I have never in my life seen my husband behave this way before, but I know it meant everything to his sister for him to stand up for her. All he really has to say in retrospect is, ‘‘I probably overreacted, but it’s still never right to hit someone. It’s a good thing I did not have an established history of violent behavior because it is probably the only reason I didn’t hit my Dad that day.’’
People really don’t get it when I say he’s a fucking warrior, but really, I’ve watched him walk through fire. His whole being is pretty cool to me.
My husband does a lot of cool things, but there’s one thing that has always stuck out to me.

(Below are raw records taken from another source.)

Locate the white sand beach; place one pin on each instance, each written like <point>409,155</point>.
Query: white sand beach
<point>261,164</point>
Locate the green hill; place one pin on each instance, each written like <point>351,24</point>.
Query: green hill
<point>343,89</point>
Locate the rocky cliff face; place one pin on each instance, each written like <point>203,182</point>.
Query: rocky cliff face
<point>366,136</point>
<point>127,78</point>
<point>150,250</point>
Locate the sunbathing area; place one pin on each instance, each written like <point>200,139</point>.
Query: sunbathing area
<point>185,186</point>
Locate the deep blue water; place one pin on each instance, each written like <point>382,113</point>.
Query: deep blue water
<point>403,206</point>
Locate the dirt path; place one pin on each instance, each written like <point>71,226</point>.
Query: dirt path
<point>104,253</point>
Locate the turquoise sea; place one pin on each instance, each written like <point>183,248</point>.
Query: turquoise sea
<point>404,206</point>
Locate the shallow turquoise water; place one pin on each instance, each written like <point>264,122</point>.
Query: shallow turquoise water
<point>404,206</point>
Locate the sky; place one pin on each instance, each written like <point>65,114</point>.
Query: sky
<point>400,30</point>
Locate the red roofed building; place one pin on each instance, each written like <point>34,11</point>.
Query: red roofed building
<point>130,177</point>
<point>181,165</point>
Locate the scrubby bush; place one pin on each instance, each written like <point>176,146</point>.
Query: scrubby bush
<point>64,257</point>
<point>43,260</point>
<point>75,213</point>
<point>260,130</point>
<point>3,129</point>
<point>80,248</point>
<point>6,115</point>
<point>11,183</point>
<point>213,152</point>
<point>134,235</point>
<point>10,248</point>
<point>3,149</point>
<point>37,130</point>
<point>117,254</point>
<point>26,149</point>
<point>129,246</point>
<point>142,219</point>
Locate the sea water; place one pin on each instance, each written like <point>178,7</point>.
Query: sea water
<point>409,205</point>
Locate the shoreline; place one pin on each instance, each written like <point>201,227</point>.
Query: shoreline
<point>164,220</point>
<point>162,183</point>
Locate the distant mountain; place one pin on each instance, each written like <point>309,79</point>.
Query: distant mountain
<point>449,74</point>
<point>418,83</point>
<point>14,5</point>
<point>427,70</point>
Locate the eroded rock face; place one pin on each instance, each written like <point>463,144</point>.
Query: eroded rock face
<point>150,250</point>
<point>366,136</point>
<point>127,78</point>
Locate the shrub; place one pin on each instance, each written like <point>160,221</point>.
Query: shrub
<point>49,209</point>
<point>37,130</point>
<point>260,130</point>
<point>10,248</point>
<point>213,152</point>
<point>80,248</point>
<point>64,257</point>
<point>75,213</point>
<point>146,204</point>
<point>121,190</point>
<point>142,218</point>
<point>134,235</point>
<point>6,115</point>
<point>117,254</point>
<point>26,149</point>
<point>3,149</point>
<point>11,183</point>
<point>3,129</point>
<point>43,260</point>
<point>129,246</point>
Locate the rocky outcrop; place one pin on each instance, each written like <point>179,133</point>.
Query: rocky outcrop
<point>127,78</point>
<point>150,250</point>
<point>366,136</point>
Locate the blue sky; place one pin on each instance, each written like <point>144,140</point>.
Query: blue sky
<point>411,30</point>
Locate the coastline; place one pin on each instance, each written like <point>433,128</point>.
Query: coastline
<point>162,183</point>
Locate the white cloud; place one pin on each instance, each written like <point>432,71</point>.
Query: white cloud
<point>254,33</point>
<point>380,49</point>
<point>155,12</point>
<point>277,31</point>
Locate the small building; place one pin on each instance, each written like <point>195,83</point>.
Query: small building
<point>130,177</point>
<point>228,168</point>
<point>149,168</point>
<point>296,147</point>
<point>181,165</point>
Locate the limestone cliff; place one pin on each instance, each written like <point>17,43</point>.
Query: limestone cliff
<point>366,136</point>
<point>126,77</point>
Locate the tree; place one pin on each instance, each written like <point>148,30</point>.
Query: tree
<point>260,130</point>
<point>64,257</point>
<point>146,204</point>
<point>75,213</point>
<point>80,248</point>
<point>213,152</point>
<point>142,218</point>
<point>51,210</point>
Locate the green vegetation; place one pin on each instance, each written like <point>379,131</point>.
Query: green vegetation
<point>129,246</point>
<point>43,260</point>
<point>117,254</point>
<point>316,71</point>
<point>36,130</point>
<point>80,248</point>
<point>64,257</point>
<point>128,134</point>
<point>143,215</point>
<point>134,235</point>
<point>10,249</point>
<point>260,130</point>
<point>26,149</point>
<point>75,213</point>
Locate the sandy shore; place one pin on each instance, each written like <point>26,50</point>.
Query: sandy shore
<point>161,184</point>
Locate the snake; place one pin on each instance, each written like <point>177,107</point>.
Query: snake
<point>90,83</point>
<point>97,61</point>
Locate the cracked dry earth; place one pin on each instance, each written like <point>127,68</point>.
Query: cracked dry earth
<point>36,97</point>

It was a few months after I met him, when he was just my boyfriend. My family had a whole herd of puppies, including one named Macca. Macca was our favorite puppy. He had such a great personality. But, I think his personality is what done him in. He was fearless and friendly, and one night, he slipped under my mom’s car on the icy driveway. We couldn’t stop because if we did, we’d get stuck in the snow. Jaime jumped out of the car as soon as mom stopped and ran over to the dog, keeping my sisters away from him.
He very carefully picked up the puppy and cradled it against his chest, then walked away from my now hysterical sisters. He didn’t want me close to him, but I could hear him talking to the dog and petting it. After a little bit, he went to my mom and asked what he should do with the dog. Later, I asked him what was going on. He said he could feel all of the bones were broken, and it was smashed, and he didn’t want my sisters to see it. He also didn’t want it to die alone and scared and cold. His shirt was ruined with the blood, but he didn’t notice that until much later.
Sorry for the hijack, but olives, have you considered the fact that your husband’s bravery in the face of mistreatment may be to your credit? I don’t recall any discussions that we have participated in together- but I’m familiar with your input, and you seem to be a champion for people treated unjustly, and you have also been very open about your own occasional (past) sense of powerlessness.
Maybe this is true of many of you; we often enter a union unique, but none of us leave a union unchanged and uninfluenced by a loved one. Take credit for some of these stories, if you didn’t play a direct hand in the heroic deeds here, you at least helped inspire them, or reinforce them. If any of you have a story of a partner’s heroism, then you, also are cool.
He sounds like mine. I’ve always admired him for being kind to babies, animals, and old people.
I just remembered another one. About ten years ago we went to the funeral of a high school friend of mine. This was a person Mr. S had never met; he was only there for me. After the service I stopped to speak to my friend’s parents and brothers, and Mr. S had a few words with them about how he understood their feelings, as he had lost three family members within five years to the same disease, and he wished them peace. Again, people he’d never met, and yet he had such kind words for them.